Bu çerçevede; Türkistanlı astronom, matematikçi ve dil bilimci Ali Kuşçu, Fatih Sultan Mehmet tarafından Ayasofya Medresesi’ne müderris olarak tayin edilmişti. Kuşçu burada, önemli araştırmalar yapmıştı. Kuşçu ve dönemdaşı Molla Hüsrev, uzaya ilişkin çalışmaları da içeren medrese programlarını hazırlamışlardı.
III. Murat döneminde ise İstanbul’da Tophane sırtlarında 1575 yılında Takîyüddîn tarafından kurulan gözlemevi de döneminin en ileri teknolojisine sahip aletlerle donatılmıştı. Ne var ki, bu gözlemevi, Takîyüddin’in başarılarını çekemeyen çevrelerin tezviratı sonrası devlet tarafından yıktırılmıştı.
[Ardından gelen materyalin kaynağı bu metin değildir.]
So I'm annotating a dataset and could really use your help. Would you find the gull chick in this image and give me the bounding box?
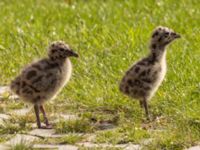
[10,41,78,129]
[120,26,180,119]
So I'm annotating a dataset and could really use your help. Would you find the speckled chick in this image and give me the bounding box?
[120,26,180,119]
[10,41,78,128]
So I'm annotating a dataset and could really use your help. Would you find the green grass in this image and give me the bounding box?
[0,0,200,149]
[10,140,33,150]
[34,134,84,145]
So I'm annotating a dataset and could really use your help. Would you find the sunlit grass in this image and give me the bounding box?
[0,0,200,149]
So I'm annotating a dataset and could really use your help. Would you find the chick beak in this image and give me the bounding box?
[174,33,181,39]
[71,50,79,57]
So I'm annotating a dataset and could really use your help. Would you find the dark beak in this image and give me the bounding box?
[174,33,181,39]
[71,50,79,57]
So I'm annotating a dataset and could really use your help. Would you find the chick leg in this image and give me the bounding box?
[143,98,149,120]
[34,104,41,128]
[40,105,52,129]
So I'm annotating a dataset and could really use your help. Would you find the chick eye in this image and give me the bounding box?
[165,32,169,37]
[59,48,64,52]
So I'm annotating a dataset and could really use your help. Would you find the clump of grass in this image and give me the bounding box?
[95,125,150,144]
[55,118,94,133]
[35,134,84,144]
[59,134,83,144]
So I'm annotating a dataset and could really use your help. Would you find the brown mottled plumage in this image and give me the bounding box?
[10,41,78,128]
[120,26,180,119]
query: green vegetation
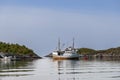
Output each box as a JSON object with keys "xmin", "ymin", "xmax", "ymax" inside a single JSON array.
[
  {"xmin": 0, "ymin": 42, "xmax": 38, "ymax": 57},
  {"xmin": 78, "ymin": 47, "xmax": 120, "ymax": 55}
]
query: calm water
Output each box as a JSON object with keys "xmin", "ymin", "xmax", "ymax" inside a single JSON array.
[{"xmin": 0, "ymin": 58, "xmax": 120, "ymax": 80}]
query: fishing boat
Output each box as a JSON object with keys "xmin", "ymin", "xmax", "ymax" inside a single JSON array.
[{"xmin": 52, "ymin": 39, "xmax": 79, "ymax": 59}]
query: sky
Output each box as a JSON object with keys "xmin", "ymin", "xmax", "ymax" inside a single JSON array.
[{"xmin": 0, "ymin": 0, "xmax": 120, "ymax": 56}]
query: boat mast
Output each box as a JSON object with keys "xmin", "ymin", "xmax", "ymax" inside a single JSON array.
[
  {"xmin": 58, "ymin": 38, "xmax": 61, "ymax": 51},
  {"xmin": 72, "ymin": 38, "xmax": 75, "ymax": 49}
]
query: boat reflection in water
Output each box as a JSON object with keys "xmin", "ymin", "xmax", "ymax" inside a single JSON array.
[
  {"xmin": 0, "ymin": 60, "xmax": 33, "ymax": 77},
  {"xmin": 56, "ymin": 60, "xmax": 80, "ymax": 80}
]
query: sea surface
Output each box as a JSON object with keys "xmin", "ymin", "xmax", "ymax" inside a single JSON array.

Dünyadaki ilk roket, İstanbul semalarında görüldü
Bu talihsiz olaya rağmen, gökyüzünü gözlemlemekten uçuş arayışlarına kadar birçok boyuttaki araştırmalar, ilerleyen asırlarda da devam etmişti.
Dünyada ilk kez roketle havaya yükselen kişi de bir Osmanlı’ydı. Lagarî Hasan Çelebi, 1632 yılında IV. Murat’ın kızı İsmihan Kaya Sultan’ın düğün şenlikleri sırasında Padişaha, “Sultanım seni Hûdâ’ya ısmarladım, İsa Peygamber ile mükalemeye gidiyorum.” diyerek, huzurdan ayrılıp roketle dikey uçuş denemesini gerçekleştirmişti.
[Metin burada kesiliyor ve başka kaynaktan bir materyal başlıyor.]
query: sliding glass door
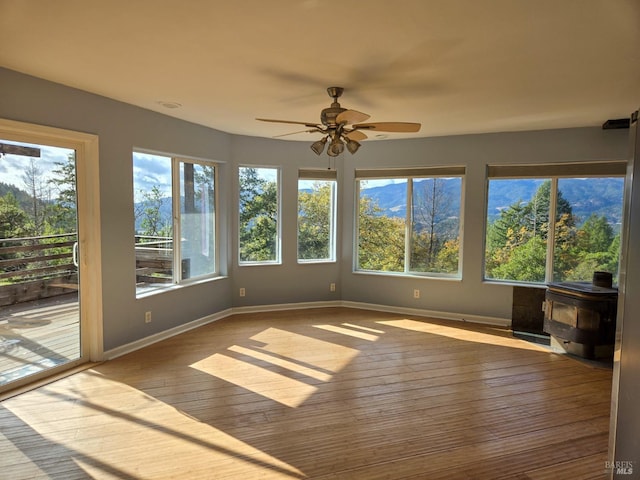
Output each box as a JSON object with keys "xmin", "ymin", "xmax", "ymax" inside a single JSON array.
[{"xmin": 0, "ymin": 137, "xmax": 83, "ymax": 389}]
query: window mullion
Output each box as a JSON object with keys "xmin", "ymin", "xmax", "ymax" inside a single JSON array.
[
  {"xmin": 171, "ymin": 158, "xmax": 182, "ymax": 284},
  {"xmin": 404, "ymin": 177, "xmax": 413, "ymax": 273},
  {"xmin": 545, "ymin": 177, "xmax": 558, "ymax": 283}
]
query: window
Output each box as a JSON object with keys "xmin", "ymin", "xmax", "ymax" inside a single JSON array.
[
  {"xmin": 356, "ymin": 167, "xmax": 464, "ymax": 277},
  {"xmin": 298, "ymin": 170, "xmax": 337, "ymax": 262},
  {"xmin": 133, "ymin": 152, "xmax": 217, "ymax": 293},
  {"xmin": 238, "ymin": 167, "xmax": 280, "ymax": 265},
  {"xmin": 484, "ymin": 162, "xmax": 626, "ymax": 283}
]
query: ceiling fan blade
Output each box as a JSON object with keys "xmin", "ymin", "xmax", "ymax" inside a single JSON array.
[
  {"xmin": 256, "ymin": 118, "xmax": 320, "ymax": 128},
  {"xmin": 272, "ymin": 128, "xmax": 324, "ymax": 138},
  {"xmin": 353, "ymin": 122, "xmax": 421, "ymax": 133},
  {"xmin": 336, "ymin": 110, "xmax": 371, "ymax": 125},
  {"xmin": 344, "ymin": 130, "xmax": 368, "ymax": 142}
]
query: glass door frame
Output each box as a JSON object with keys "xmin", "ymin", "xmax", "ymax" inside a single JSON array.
[{"xmin": 0, "ymin": 118, "xmax": 104, "ymax": 395}]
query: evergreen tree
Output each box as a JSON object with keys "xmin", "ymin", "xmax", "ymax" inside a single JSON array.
[
  {"xmin": 239, "ymin": 168, "xmax": 278, "ymax": 262},
  {"xmin": 358, "ymin": 195, "xmax": 405, "ymax": 272},
  {"xmin": 298, "ymin": 182, "xmax": 332, "ymax": 260}
]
Füzeciliğin atası sayılan Lagarî Hasan Çelebi, barut dolu haznesi bulunan bir roketi ile Sarayburnu’ndan havalanmıştı. Lagarî, yaklaşık 300 metre kadar yükselmiş ve 20 saniye kadar da havada kalmıştı.
Lagarî Hasan Çelebi inişe başlayınca da hazırladığı kanatlarla Boğaz’a oldukça yumuşak bir iniş yapmıştı. Lagarî Hasan Çelebi, başlangıçta devlet katında muteber olsa da bilahare faaliyetleri “tehlikeli” bulunarak sürgüne gönderilmekten kurtulamamıştı.
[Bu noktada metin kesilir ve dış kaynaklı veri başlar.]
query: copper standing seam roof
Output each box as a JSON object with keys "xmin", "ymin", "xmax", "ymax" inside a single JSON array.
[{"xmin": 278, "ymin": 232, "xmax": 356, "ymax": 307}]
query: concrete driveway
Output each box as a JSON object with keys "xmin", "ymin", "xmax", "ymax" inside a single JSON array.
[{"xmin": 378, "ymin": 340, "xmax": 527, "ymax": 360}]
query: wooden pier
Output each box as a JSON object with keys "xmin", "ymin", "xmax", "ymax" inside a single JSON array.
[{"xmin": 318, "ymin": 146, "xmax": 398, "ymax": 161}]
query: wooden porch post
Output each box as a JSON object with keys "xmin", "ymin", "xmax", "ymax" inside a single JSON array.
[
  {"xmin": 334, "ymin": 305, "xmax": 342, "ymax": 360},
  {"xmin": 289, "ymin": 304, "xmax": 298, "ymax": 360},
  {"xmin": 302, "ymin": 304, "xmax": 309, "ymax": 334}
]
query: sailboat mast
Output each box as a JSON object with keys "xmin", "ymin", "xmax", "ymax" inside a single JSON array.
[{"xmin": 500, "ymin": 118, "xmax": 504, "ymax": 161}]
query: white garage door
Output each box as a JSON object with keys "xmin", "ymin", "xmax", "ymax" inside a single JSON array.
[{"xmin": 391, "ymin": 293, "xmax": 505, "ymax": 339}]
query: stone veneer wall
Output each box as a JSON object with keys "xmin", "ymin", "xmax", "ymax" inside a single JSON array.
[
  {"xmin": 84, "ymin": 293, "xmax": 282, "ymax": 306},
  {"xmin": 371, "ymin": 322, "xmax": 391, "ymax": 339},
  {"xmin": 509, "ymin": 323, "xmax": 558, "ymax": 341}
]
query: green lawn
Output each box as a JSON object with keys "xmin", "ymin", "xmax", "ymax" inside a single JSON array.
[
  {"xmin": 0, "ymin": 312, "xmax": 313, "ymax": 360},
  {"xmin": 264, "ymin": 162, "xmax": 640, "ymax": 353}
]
Hezârfen’in Boğaz’ı uçarak geçişi
Aynı dönemde Hezârfen Ahmed Çelebi ise dünyada ilk kez uzun mesafeli uçuşu başaran insan olacaktı. Hezârfen’le ilgili tarihî vesikalar yetersiz olsa da hem Okmeydanı’nda hem de Galata Kulesi’nden yaptığı uçuş denemeleri bilinmekteydi. Kendisiyle ilgili en kapsamlı bilgiler ise Evliya Çelebi Seyahatnamesi’nde yer almaktaydı.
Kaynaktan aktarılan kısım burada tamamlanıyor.